2. Kolektifisme dalam Perlindungan (Solidaritas Advokasi)
PGRI menerapkan prinsip “Satu tersakiti, semua merasa”. Semangat ini diwujudkan melalui aksi nyata:
-
LKBH sebagai Perisai Bersama: Kehadiran Lembaga Konsultasi dan Bantuan Hukum memastikan setiap anggota merasa “dilindungi oleh keluarga besar”, sehingga muncul rasa aman kolektif dalam berinovasi.
3. Kolaborasi Profesional (Bukan Kompetisi)
PGRI menggeser budaya kerja kompetitif menjadi budaya kolaboratif melalui berbagai anak lembaga:
-
APKS (Asosiasi Profesi dan Keahlian Sejenis): Guru-guru berkumpul berdasarkan keahlian untuk saling berbagi modul, strategi mengajar, dan tips menghadapi kurikulum baru.
Mekanisme Penguatan Kolektifisme PGRI
| Jalur Penguatan | Aktivitas Utama | Dampak Psikologis |
| Jalur Organisasi | Konferensi dan Rapat Anggota | Menumbuhkan rasa memiliki (sense of belonging). |
| Jalur Sosial | Santunan Sosial dan Dana Kemanusiaan | Mempererat ikatan batin dan empati antar guru. |
| Jalur Intelektual | Seminar dan Workshop Bersama | Menghilangkan perasaan “paling pintar” dan memicu tumbuh bersama. |
4. Kolektifisme di Era Digital (2026)
Di tahun 2026, kolektifisme tidak lagi terbatas pada ruang fisik. PGRI menggunakan teknologi untuk memperluas jangkauan:
-
Komunitas Praktisi Virtual: Memfasilitasi diskusi lintas daerah secara instan untuk memecahkan masalah kelas yang serupa.
-
Crowdsourcing Inovasi: Anggota dapat menyumbangkan ide atau bahan ajar ke platform Smart PGRI untuk digunakan oleh rekan guru lainnya di pelosok nusantara secara cuma-cuma.

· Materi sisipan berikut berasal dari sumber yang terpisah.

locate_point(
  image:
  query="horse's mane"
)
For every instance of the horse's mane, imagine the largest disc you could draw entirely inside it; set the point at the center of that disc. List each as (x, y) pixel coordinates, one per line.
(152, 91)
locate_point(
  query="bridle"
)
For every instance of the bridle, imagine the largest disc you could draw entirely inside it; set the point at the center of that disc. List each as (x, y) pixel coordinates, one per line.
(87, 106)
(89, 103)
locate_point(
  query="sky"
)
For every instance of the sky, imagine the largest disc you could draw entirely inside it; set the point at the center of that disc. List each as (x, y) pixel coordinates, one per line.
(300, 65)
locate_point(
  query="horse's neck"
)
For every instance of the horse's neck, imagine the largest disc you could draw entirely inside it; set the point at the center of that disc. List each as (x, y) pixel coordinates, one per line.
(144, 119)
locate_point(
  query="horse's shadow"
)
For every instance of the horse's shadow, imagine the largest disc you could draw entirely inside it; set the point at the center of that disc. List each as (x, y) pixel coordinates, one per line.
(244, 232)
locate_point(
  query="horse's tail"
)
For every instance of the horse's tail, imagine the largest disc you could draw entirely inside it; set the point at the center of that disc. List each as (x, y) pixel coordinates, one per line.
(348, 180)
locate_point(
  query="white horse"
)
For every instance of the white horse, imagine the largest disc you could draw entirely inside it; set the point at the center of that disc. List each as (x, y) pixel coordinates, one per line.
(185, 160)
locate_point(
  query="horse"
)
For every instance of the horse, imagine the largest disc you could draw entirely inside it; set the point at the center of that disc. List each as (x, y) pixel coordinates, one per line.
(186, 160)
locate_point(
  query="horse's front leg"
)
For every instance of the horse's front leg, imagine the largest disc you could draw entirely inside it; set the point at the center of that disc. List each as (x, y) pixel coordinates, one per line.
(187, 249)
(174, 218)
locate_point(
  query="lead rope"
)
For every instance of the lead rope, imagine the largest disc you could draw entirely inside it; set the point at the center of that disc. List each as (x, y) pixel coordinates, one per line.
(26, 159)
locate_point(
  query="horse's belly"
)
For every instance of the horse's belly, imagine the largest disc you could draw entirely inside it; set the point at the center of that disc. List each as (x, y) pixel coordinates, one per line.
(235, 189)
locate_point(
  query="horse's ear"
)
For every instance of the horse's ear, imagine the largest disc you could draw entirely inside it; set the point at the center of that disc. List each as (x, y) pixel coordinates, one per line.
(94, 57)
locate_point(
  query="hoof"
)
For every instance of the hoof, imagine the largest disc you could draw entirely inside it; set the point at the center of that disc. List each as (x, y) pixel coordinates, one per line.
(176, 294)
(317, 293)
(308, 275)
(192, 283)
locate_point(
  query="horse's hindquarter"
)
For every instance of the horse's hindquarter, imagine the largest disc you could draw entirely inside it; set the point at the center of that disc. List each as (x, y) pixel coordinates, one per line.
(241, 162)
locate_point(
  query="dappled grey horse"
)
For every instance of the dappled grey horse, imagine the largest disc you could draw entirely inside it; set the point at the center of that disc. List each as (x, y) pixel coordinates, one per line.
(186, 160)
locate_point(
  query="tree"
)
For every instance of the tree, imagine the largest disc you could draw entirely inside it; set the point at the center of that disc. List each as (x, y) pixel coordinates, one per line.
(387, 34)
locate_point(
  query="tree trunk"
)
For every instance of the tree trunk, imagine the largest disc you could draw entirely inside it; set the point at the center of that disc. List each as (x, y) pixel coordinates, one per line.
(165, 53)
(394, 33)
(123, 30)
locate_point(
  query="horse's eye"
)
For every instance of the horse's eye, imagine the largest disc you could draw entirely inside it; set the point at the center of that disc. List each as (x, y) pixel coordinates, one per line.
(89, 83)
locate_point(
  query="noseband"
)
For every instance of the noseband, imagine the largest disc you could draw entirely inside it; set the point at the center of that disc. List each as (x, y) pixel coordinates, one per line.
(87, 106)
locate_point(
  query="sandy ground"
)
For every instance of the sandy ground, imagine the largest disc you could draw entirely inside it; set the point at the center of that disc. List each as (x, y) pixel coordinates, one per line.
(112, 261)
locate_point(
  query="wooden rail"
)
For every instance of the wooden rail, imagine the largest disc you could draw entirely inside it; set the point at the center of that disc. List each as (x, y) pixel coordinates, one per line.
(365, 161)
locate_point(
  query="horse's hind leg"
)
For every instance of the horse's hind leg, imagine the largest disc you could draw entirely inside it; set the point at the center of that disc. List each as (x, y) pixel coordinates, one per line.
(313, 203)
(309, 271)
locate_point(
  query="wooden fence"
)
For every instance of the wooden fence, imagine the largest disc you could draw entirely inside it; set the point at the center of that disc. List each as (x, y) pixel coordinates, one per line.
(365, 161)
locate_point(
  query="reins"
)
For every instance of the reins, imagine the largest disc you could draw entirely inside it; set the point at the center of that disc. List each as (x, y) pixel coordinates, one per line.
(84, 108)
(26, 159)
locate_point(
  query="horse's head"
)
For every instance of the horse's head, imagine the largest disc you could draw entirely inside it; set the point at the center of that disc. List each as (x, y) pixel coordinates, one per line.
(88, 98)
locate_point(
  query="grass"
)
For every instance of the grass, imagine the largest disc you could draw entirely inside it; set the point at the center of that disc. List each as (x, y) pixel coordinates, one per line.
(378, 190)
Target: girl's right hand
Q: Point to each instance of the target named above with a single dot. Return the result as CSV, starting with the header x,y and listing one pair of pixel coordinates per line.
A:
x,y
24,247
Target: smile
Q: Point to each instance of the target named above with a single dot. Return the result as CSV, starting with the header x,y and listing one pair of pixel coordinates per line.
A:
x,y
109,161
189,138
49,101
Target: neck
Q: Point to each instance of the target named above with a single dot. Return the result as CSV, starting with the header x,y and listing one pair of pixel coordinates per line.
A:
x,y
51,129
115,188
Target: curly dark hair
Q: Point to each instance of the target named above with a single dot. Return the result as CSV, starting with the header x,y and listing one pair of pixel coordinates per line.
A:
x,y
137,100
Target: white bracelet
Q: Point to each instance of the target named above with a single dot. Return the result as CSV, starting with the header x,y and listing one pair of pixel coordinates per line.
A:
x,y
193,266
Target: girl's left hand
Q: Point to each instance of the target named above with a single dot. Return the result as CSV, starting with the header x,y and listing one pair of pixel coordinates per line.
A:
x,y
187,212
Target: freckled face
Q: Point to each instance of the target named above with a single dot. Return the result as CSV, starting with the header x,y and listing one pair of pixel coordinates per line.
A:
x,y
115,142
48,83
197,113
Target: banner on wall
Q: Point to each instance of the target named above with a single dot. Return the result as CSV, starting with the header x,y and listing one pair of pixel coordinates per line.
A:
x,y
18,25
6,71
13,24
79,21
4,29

5. Menjaga Marwah Organisasi dari Polarisasi
PGRI memastikan kolektifisme tetap murni untuk kepentingan pendidikan. Organisasi secara tegas menjaga jarak dari politik praktis agar tidak terjadi perpecahan anggota akibat perbedaan pilihan politik, sehingga energi kolektif tetap terfokus pada martabat guru.
“Kolektifisme bukan berarti menghilangkan karakter individu, melainkan menggabungkan banyak kekuatan kecil menjadi satu energi besar yang mampu menggerakkan gunung perubahan.”